Doing Shots with Haley and Hannah
Saturday night at Webster Hall, singer Haley Bowery waited about half an hour into her show before she reached behind the sound monitor and pulled out the gun. Before the song started, she’d lured several people in the crowd to the edge of the stage with the promise of whiskey. She pumped the rifle, then held it steady in her right hand, taking aim at a guy in the front row. As his jaw dropped, she fired at him.
If he’d been as steady on his feet as her aim was – Keith Richards’ right hand has nothing on Haley Bowery’s – he would have gotten a generous mouthful of hooch. It wasn’t bottom shelf, either: whatever she’d filled that big black heavy-duty squirt gun with, it was decent whiskey. As the band stomped behind her, she moved on to the next person, and then the next. A couple of them came back for seconds and she took her time with them: at least a couple of people left the show with a free buzz. But that’s not the only reason why it’s impossible not to like Haley Bowery.
Her songs imagine a CBGB of the mind, but not from the punk rock era. Instead, her glam-infused four-on-the-floor rock has a little bit of Bowie, the Dolls, maybe T-Rex but through the prism of cynical 80s New York powerpop, with all the accoutrements: the leather boots, the torn fishnets, the booze, the defiant pose and maybe other stuff. It’s a lifestyle, and she seems hell-bent on putting across the fact that she’s living it – and maybe building a tribe of fellow troublemakers who also consider themselves born strange (which is the title of the album whose release she was celebrating). Her band the Manimals is tight and unexpectedly diverse: solid Attis Jerrell Clopton on drums, surprisingly eclectic Patrick Deeney on guitar and Joseph Wallace (who also plays in the excellent Wallace on Fire) on bass, with Matthew Pop guesting on keys on a couple of numbers. She didn’t waste time getting to the point: “Fuck the rest of ’em, let’s paaaarty,” she ordered the crowd the end of Halloween, a lurching anthem that with a little youtubing could be the theme for next year’s freshman class and many afterward. Some of her songs turned out to be unexpectedly bittersweet, like 29, a wistful ballad pondering how to stay young when you’re staring down the wrong side of 30. A little later she turned to the bitterness and anger of Blitzed, a kiss-off song whose protagonist “Tried to find my bliss, and I got blitzed”- and then “If you need me, boy that ship has sailed.” And Undertow (the backdrop for the booze and the squirt gun) implored everyone to “Drink your whiskey up for the people who never thought you’d be more than a zero.” Revenge is sweet.

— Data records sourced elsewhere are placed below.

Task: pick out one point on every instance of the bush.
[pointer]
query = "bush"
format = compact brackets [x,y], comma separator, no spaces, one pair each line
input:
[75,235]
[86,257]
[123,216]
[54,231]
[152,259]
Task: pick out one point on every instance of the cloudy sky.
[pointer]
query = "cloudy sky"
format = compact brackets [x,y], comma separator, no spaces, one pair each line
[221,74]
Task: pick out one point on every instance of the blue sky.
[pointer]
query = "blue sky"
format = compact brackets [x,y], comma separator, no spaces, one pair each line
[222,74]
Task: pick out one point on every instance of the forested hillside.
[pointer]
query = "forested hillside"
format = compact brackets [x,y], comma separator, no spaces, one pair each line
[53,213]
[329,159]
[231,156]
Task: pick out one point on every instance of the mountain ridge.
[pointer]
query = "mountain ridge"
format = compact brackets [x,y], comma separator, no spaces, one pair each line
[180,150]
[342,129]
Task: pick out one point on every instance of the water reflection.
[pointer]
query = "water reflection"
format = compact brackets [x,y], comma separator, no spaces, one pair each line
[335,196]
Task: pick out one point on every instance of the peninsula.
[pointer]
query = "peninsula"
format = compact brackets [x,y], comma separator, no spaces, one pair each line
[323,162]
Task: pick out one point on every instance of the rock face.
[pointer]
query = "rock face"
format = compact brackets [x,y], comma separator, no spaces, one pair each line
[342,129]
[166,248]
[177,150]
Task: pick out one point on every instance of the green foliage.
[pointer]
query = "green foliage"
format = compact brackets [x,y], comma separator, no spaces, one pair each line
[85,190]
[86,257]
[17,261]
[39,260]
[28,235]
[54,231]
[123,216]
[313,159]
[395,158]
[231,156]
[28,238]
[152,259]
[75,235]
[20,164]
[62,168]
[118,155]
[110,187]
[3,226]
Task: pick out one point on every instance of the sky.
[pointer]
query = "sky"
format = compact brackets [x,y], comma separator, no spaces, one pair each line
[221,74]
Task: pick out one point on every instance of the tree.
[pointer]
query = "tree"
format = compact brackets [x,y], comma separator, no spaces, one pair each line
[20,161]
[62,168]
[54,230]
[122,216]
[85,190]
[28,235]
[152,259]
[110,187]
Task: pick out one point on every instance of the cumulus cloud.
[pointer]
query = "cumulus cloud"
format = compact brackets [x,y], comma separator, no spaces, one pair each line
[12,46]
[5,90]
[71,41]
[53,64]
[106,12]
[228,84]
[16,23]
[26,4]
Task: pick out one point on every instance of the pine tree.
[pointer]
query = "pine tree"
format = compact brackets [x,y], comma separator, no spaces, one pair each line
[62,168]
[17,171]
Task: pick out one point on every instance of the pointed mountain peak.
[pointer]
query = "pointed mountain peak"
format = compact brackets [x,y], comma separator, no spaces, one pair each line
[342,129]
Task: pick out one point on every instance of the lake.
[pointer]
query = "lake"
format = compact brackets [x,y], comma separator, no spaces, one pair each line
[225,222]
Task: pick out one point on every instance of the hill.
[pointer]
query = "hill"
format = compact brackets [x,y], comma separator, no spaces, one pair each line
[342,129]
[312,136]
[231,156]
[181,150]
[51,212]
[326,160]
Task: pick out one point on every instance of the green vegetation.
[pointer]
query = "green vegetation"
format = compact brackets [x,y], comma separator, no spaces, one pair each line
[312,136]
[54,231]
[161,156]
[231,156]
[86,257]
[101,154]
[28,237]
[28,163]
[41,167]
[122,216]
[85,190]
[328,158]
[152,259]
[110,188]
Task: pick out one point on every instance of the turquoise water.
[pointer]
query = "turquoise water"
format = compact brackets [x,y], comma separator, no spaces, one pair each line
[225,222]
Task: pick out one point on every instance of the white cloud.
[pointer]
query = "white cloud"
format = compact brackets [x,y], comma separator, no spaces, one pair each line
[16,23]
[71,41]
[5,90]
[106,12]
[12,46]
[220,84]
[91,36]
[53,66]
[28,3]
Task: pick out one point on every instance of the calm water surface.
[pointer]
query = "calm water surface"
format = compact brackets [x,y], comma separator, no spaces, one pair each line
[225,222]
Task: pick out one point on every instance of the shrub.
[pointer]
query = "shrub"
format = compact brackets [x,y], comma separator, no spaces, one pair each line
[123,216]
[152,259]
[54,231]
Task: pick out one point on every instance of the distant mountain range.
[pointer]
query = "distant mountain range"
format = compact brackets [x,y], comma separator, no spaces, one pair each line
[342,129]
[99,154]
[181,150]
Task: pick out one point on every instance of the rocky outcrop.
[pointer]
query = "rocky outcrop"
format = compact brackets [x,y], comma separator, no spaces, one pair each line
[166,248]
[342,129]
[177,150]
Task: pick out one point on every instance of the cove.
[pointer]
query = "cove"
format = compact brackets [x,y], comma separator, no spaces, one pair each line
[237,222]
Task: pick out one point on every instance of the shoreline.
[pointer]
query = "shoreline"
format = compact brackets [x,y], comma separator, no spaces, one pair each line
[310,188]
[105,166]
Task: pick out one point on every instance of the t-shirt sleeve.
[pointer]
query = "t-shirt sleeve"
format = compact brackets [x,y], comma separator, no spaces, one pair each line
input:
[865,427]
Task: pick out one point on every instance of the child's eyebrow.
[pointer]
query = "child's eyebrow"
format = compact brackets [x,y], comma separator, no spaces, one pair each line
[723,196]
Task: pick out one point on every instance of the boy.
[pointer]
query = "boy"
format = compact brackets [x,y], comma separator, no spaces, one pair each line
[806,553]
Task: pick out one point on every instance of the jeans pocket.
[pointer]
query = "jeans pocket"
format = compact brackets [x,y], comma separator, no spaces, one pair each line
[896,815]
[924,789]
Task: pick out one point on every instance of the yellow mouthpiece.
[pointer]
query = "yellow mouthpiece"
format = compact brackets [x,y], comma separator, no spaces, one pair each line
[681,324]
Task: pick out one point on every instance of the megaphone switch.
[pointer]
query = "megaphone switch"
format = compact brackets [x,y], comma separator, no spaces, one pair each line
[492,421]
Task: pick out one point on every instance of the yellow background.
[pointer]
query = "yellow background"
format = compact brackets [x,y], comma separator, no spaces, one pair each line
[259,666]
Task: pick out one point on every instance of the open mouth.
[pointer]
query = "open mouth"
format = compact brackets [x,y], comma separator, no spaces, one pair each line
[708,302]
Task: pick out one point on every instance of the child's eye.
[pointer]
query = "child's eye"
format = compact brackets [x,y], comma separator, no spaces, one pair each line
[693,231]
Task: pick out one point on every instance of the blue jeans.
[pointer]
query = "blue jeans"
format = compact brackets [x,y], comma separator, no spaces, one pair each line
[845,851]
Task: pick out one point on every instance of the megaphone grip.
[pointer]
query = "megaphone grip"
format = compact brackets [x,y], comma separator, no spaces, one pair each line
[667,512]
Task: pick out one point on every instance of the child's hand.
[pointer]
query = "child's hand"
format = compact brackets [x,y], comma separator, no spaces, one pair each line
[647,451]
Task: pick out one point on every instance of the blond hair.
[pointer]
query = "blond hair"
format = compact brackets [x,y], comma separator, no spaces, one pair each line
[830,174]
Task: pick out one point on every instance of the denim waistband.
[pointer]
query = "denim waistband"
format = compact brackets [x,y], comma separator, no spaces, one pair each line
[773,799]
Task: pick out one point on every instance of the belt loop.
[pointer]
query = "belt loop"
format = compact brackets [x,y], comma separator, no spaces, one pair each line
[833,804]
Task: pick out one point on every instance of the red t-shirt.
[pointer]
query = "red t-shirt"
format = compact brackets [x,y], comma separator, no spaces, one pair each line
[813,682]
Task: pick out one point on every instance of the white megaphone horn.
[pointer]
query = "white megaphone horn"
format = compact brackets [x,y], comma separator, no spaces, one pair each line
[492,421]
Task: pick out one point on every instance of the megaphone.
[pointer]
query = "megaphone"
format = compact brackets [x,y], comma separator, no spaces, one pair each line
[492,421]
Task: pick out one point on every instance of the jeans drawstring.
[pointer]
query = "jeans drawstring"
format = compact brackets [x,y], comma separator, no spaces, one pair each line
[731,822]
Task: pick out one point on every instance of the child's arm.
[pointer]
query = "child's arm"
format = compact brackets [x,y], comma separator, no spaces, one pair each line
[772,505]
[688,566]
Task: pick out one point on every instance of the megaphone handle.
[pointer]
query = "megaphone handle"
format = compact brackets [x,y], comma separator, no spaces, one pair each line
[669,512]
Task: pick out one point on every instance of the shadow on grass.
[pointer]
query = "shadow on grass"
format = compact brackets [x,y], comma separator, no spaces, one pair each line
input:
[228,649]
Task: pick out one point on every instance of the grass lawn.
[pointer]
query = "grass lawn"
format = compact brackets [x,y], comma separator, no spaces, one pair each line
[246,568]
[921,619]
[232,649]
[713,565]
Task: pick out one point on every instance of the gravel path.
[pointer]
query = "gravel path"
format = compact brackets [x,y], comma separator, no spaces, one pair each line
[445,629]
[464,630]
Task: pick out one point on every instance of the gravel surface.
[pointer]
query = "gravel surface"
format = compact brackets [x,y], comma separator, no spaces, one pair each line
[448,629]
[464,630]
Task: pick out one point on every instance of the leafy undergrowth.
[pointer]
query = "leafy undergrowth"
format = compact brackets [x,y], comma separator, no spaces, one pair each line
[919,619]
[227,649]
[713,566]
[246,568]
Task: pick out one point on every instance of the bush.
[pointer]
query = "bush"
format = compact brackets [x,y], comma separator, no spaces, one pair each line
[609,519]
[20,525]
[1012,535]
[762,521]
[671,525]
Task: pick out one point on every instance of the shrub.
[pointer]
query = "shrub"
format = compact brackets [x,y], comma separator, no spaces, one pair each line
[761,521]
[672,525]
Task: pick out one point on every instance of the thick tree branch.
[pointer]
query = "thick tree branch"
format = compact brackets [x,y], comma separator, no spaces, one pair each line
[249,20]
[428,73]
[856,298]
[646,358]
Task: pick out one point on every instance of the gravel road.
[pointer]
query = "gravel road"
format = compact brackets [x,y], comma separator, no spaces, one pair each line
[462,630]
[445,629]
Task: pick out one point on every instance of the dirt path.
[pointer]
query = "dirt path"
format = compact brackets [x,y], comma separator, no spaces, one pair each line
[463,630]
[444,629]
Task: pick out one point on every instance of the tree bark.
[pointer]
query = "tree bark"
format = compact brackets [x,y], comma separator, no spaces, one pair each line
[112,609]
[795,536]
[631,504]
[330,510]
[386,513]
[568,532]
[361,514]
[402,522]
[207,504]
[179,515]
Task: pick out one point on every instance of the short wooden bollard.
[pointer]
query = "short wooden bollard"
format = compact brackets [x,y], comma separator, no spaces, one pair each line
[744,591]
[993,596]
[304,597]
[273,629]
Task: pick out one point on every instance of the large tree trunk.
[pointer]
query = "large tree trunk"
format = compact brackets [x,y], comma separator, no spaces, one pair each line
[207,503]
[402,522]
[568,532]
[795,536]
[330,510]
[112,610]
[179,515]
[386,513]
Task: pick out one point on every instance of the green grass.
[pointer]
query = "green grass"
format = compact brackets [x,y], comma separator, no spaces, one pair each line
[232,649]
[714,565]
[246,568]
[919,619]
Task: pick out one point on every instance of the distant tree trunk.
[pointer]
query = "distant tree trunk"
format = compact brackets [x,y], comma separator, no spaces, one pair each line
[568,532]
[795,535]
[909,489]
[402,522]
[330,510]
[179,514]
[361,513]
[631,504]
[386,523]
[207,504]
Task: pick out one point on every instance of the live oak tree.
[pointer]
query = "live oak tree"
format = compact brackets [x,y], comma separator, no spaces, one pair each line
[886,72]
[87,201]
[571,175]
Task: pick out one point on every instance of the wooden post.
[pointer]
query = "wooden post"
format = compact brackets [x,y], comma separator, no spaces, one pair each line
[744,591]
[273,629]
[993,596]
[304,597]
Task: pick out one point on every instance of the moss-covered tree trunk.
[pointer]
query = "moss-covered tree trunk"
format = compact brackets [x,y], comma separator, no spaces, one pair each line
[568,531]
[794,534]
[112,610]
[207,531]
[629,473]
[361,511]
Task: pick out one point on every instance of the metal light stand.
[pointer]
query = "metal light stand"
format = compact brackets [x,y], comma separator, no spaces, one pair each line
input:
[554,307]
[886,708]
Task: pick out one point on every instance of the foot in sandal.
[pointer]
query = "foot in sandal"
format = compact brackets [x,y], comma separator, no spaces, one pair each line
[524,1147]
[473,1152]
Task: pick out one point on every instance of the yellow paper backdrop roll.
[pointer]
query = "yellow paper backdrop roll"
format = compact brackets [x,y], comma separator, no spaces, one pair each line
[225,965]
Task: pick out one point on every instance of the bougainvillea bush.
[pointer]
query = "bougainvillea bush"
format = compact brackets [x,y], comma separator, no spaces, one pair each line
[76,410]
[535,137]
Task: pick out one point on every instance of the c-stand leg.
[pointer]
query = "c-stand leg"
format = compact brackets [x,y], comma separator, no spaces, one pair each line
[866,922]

Opening act Hannah vs. the Many took that theme further. With a ferocious, spun-steel wail, charismatic frontwoman/guitarist Hannah Fairchild poured out torrents of double entendres and embittered imagery over catchy melodies that ranged from roaring punk-pop to hauntingly ornate, slower, artsier ballads. Her four-piece band didn’t have a bass player this time out, but that didn’t phase them, lead guitarist Josh Fox raising the songs’ searing ambience with long, echoing, slowly twisting sustained notes drenched in cold reverb. Fairchild projects a warmth and nonchalance in contrast with her songs’ raging angst: she reflected on how nice she felt the audience was, but then she related how when she’d just arrived here from her native Minnesota, people had said the same thing about her. “So I called up my girl friend and told her that, and she just laughed. I’m Minnesota mean!”
But her songs aren’t so mean as they’re just plain anguished: they’re anthems for a new generation of smart, alienated kids. The best one of the entire night, and the quietest one, was Jordan Baker, a torchy, sadly bouncing chamber-pop song that Jarvis Cocker would be proud to have written, and it was there that the audience split up: the front row bobbing their heads in unison, completely lost in Fairchild’s tale of infatuation despite knowing better, while the crowd in back noisily readied themselves for the whiskey. The rest of the show was a lot louder: over scorching punk-noir and stagy, gypsy-tinged dark cabaret, Fairchild savaged poseurs, backstabbers and the slow death of hope in a city full of promises that end up dashed in the crush simply to survive as rents rise and imagination is drowned out in the roar of conspicuous consumption and a cultivated shallowness. “How long before the suburbs come to claim us?” she pondered toward the end of Fox’s Wedding, as the song built from almost a whisper to a wail. A lot of the songs were new, and considerably louder than the haunting, often piano-based tracks on her absolutely brilliant new album All Our Heroes Drank Here: whether she follows that or remains sort of a New York teens counterpart to Pulp, she’s someone to keep an eye on. In a way, Haley Bowery was the perfect segue: there wasn’t any way anybody was going to top Fairchild as far as intensity was concerned, so, fuck the rest of ’em, it was time to party. Hannah vs. the Many are at Spike Hill on July 7 at 11; Haley Bowery’s next gig is a private show (well, sort of – her site lists it as July 17 at 30 Rockefeller Plaza, presumably indoors).